他想到自己刚刚下来时看到的那一幕,沙发旁的落地灯照着,傅闻璟却没有坐在光亮处,人陷在黑暗中,明明是不喜欢的,又为什么要强迫自己留下?
垂杆
窗外的暴雨没有停,雨势瓢泼如洗,闪电和惊雷一个接着一个。
照亮时的每一帧都像曝光过度的相片。
傅闻璟亲吻了他的头发,再下移到他的脖子,绵绵密密的吻,像植物柔软的触须骚弄过皮肤,痒痒的触感渗透进身体,骨缝间生出战栗。
沈良庭受不了地微蜷了身体,傅闻璟用双手扣着他的手腕,交叉在胸前。
一个紧密包裹的姿势,前后都无法逃避。他好像被一阵黑色的洪流冲垮在了沙发上,一浪一浪,毫无反抗余力。耳边只有不间断的雨声,瓢泼倾城,颠倒了天地,城市变成了黑色的汪洋,泥地里倒影着无尽高楼和逼狭天空。
沈良庭大睁着眼睛,胸腔压迫得难受,在傅闻璟空出一只手捏住他的下颌亲他时,条件反射地侧脸避开。
“傅闻璟,停下。”
吻落到脸颊,被托着的下巴感受到一点湿滑的液体,男人轻声问,“你不愿意?”
沈良庭闭了闭眼,然后说,“你手受伤了。”
傅闻璟用大拇指不紧不慢地磨着他的脸颊,“不急,好像也不怎么疼。”
“我给你包扎一下。”沈良庭垂着眼睛,把手腕从傅闻璟的手中挣出来。
傅闻璟并没有很用力,那只是一个软弱的、徒有其表的束缚,沈良庭知道他并没有意图强迫自己。

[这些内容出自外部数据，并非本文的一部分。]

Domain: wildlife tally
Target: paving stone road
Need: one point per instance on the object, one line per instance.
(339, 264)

傅闻璟松开抱着他的手,身体后撤,沈良庭才能自如地呼吸。
好像站在高原上一样夸张地吸取氧气,沈良庭站起来,手脚都有些软。他先起身去开灯,检查发现是跳闸了,去橱柜里找了手电筒出来,搬了小凳,把闸刀推上去。
灯打开,客厅内亮如白昼。
沈良庭走回去时,傅闻璟用手背盖着眼,遮蔽突如其来的光线。他的衣服很乱,扣子松开了,是刚刚抱着沈良庭时弄乱的,长腿一条平放,一条曲起,身子沉陷着,胸口微微起伏,整个人有一种颓散纵欲的气质。
摊放在腿上的手,被酒杯的碎片划开了两道口子,血已经干涸在伤口上。从酒柜到沙发,淋淋漓漓的都是血点。
看着狼藉。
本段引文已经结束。